Cuando pienso en un mozo es él el prototipo, con los pasos consecutivos de acercamiento a la mesa, la carta del menú, la panera, el roquefort con manteca y cognac para la entrada, el vino, la soda y el hielo, servicial y efectivo, metódico y amable. Características que no son comunes de encontrar en los que improvisan de mozo con solo simular que llevan una bandeja.

Sin duda no estábamos en edad de entender cómo eran las relaciones laborales o la distancia entre patrón y empleados. Lo cierto es que don Flores, la Emilia, doña Celia, el De Bonis compartían con nosotros la mesa de los almuerzos y las cenas. Lo veo al mozo con su vaso de vino tinto, haciendo alguna morisqueta, ya sin su chaqueta y su corbata (¿o moño?). Es difícil recordar si alguna vez se enfermó, o se tomó vacaciones, o llegó tarde. No era él, pero pudo haberlo sido, quién sacaba las cuentas con los dedos simulaba sumar con los dedos y te daba la cifra exacta de una factura con una facilidad asombrosa.

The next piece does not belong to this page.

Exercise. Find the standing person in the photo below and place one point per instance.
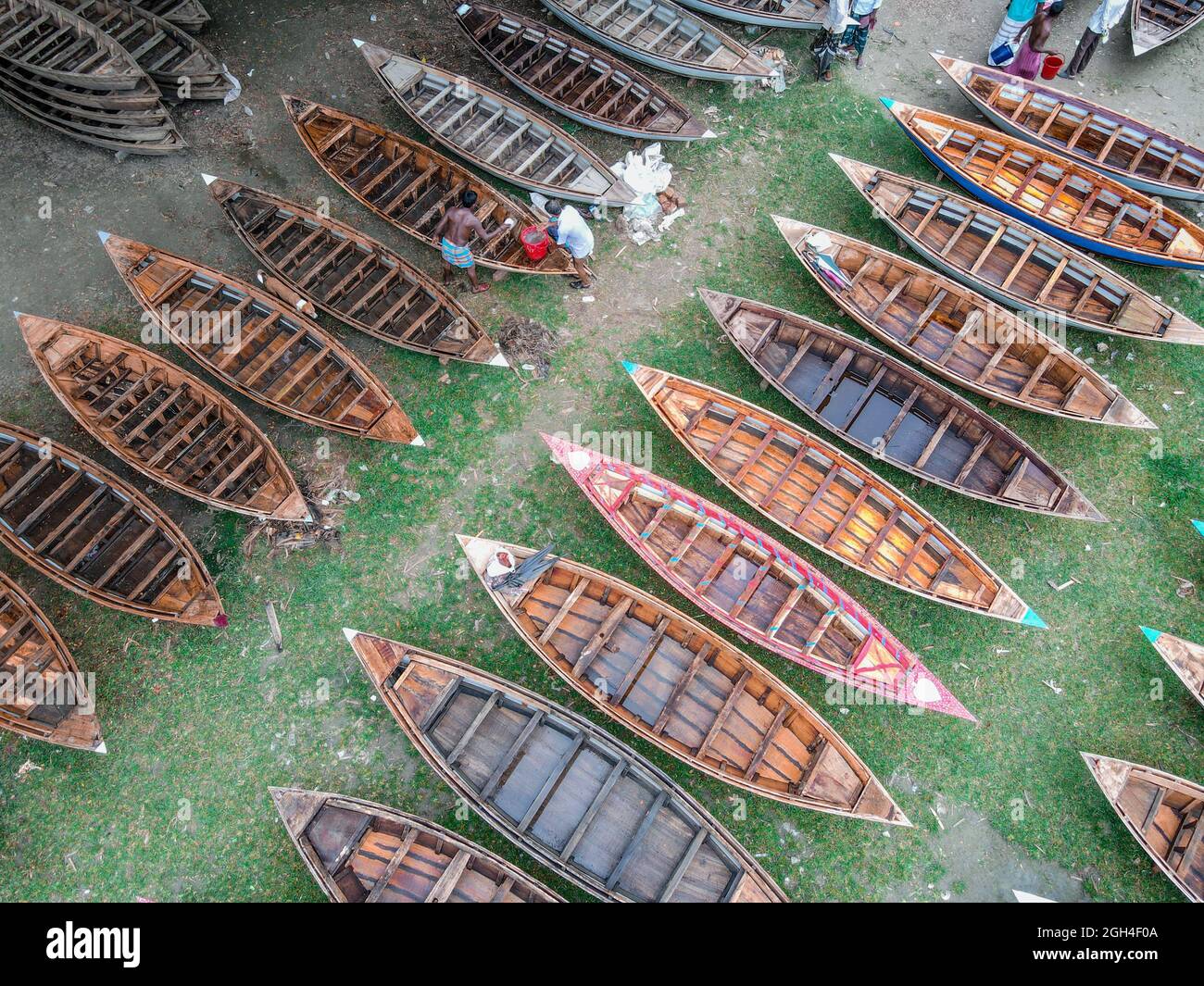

Y su respuesta ocurrente cuando alguien pronunciaba un Salud luego de su estornudo: “Salud es lo que me sobra, por eso la tiro”.

No hay ningún hecho trascendente, solo ver su minucioso trabajo de preparación de los almuerzos y las cenas con una pulcritud destacada por los comensales de cierta jerarquía que acudía a un restaurant en esas épocas.  Serían las mollejas de El Patio y el mozo petisito lo que perdurará en el recuerdo de los que tuvieron la suerte, el privilegio de sentarse en alguna de las mesas del histórico Comedor El Patio.